By John Macklin
“The rules,” said Harold Mortimer, “are quite clear. No child will enter the classroom before morning assembly.” He turned with a menacing stride perfected over nearly 30 years of school-mastering, approached the door of classroom three, and swept it open.
The children standing in single file in a nearby corridor waiting to enter the school hall for morning prayers, watched with interest. They too had heard the chatter and laughter which had come from behind the closed door of classroom three and now waited for the culprits to be led out.
Instead they saw their headmaster halt abruptly in his tracks as he entered the room, and watched with pleasure as his scowl turned to a look of blank amazement as he turned and hurried out. For the classroom was empty.
So it was that in the summer term of 1939 the small Lancashire village school near Preston suddenly acquired what was claimed to be a class of ghosts… children who could be heard, not seen, and were claimed to be not of this world.
Harold Mortimer, headmaster of the school, and his two assistant teachers, Mrs Hilda Shaw and Miss Davina Bailey, were at first certain there must be come sort of rational explanation for the incidents, but one was never found.
Today the phenomenon of the phantom children still intrigues psychical experts–and the people who, as children, claimed to have experienced it at first hand.

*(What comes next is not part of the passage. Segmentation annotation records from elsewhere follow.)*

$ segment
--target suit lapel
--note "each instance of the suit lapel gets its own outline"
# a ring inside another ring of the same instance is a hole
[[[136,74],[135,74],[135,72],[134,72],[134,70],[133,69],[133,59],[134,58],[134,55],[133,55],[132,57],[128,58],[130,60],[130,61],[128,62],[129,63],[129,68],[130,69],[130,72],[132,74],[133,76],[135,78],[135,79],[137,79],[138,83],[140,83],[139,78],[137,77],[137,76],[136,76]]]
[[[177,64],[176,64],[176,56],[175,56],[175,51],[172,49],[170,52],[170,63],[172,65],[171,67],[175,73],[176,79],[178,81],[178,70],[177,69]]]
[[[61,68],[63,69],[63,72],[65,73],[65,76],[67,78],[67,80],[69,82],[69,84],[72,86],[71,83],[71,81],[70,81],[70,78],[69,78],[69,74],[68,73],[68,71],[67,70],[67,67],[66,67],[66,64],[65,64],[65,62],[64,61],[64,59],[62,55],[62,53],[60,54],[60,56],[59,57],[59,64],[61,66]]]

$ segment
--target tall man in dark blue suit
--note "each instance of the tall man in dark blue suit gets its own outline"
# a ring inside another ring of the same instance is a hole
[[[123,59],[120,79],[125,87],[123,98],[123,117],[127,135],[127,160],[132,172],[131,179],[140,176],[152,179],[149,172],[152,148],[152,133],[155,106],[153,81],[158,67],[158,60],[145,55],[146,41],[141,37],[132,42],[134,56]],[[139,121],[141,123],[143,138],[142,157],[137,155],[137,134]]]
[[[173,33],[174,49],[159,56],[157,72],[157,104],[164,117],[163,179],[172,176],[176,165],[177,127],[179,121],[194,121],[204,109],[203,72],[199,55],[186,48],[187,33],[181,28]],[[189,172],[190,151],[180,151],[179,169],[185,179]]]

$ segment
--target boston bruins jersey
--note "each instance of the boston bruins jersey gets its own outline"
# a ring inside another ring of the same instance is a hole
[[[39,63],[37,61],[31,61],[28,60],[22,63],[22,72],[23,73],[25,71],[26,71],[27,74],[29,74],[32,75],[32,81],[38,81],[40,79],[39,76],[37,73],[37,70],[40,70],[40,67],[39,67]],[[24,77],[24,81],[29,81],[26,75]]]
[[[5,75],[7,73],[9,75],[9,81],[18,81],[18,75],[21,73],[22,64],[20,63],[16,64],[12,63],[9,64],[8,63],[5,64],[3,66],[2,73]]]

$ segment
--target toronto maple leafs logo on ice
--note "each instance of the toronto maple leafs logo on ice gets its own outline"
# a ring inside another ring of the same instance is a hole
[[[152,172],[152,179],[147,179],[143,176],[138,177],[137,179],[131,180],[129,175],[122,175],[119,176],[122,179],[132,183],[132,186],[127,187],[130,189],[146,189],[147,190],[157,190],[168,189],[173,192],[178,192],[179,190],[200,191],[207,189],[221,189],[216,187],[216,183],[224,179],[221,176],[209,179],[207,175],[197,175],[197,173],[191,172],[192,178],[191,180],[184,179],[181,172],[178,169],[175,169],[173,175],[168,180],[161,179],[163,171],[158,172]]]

Shortly before his death, Mr Mortimer recalled the events of the summer of 1939 for the local county magazine.
“I had been at the school for more than ten years,” he remembered. “It was a typical rural junior school of the time, with good discipline. I’d never had any problems with the children, although I must confess I was a pretty strict headmaster.
“But I tried to be humane and fair and I like to think the children respected, and even quite liked, me.”